Although the desmoplastic reaction is classically indicated as a phenomenon limiting the expansion of the cancer mass, there are data indicating that collagen type I is able to promote the malignant phenotype of pancreatic adenocarcinoma.25 It is therefore likely that PSCs can influence the organisation and progression of pancreatic cancer, providing key components of the tumour stroma. Along these lines, it is worth investigating the possible production of proteases and other factors involved in tumour invasion by PSCs. This area of investigation is now very active and major advances, potentially transferable to PSCs, have recently been made for HSCs.26 Finally, a recent important observation has been provided by a study demonstrating that pancreatic cancer cells are able to increase expression of cyclooxygenase 2 (COX‐2) in PSCs, and COX‐2 expression is associated with several human cancers, including pancreatic adenocarcinoma.27

The last topic worth addressing is the potential implications for therapy of chronic pancreatitis arising from the advances in PSC research. Firstly, in the context of the relevant role of PPAR‐γ in PSC activation, two studies have shown that troglitazone, a PPAR‐γ agonist, reduced the profibrogenic activity of PSCs and progression of chronic pancreatitis in mice.28,29 Interestingly the antifibrogenic effect of troglitazone seemed to be independent of PPAR‐γ.28 Glitazones, pioglitazone in particular, are currently indicated as potential therapeutic agents for liver diseases such as chronic alcoholic and non‐alcoholic steatohepatitis.30,31,32 It is therefore relevant that the same class of drugs could be used to reduce fibrogenic progression in both the liver and pancreas in those patients in which the two organs are affected by the same aetiological agent.

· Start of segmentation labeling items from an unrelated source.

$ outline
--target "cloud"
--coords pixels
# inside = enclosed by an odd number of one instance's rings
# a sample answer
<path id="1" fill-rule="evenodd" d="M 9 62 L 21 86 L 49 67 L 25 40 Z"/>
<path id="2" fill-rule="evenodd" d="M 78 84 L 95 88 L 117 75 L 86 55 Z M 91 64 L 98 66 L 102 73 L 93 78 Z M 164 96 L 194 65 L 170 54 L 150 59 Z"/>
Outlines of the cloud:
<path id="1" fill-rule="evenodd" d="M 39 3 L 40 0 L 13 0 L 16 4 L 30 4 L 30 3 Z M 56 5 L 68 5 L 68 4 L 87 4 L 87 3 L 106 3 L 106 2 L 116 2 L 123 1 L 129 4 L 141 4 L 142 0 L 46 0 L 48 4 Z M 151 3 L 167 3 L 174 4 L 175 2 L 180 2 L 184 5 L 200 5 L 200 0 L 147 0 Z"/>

Other pharmacological agents that have been shown to produce a potential antifibrogenic effect in PSC cultures or animal models of chronic pancreatitis include plant derived polyphenolic antioxidants such as epigallocatechin‐3‐gallate33 and ellagic acid,34 and the trypsin inhibitor camostat mesilate.35,36

McCarroll and colleagues1 investigated the effect of retinol and its metabolites on the activation state of PSCs. They demonstrated that these compounds can reverse activation of culture activated PSCs and prevent ethanol induced PSC activation, both effects being mediated through the MAPK pathway. The study contains novel and original information and not just in the field of PSC biology. Indeed, several findings emerging from this work should be confirmed in HSCs which are clearly more involved in vitamin A metabolism and are similarly exposed to ethanol under conditions of chronic abuse. What is debatable about this otherwise excellent study is the title and the last paragraph in the discussion (that is, the possible use of retinoids for the treatment of pancreatic fibrosis). The possibility of employing retinoids for treating hepatic fibrosis in humans has been a key issue for some time since the beginning of the 1990s. However, this option was abandoned for two main reasons: (1) the need to chronically use very high doses in order to achieve less than 50% of the serum concentration effective in animal models and less than 1% of the concentration effective in cell cultures; and (2) the toxic effect of vitamin A accumulation, which is paradoxically able to induce extensive fibrosis and cirrhosis of the liver or non‐cirrhotic portal hypertension. These concerns obviously apply to the proposed use for chronic pancreatitis.

In conclusion, I believe that the PSC area of research has become mature, and will develop in directions more relevant to the pathophysiology of the pancreas. A final warning for liver fibrosis researchers: be alerted, the kids have become adults!


*Pinzani M. New kids on the block: pancreatic stellate cells enter the fibrogenesis world. Gut 1999;44:451–2.

Conflict of interest: None declared.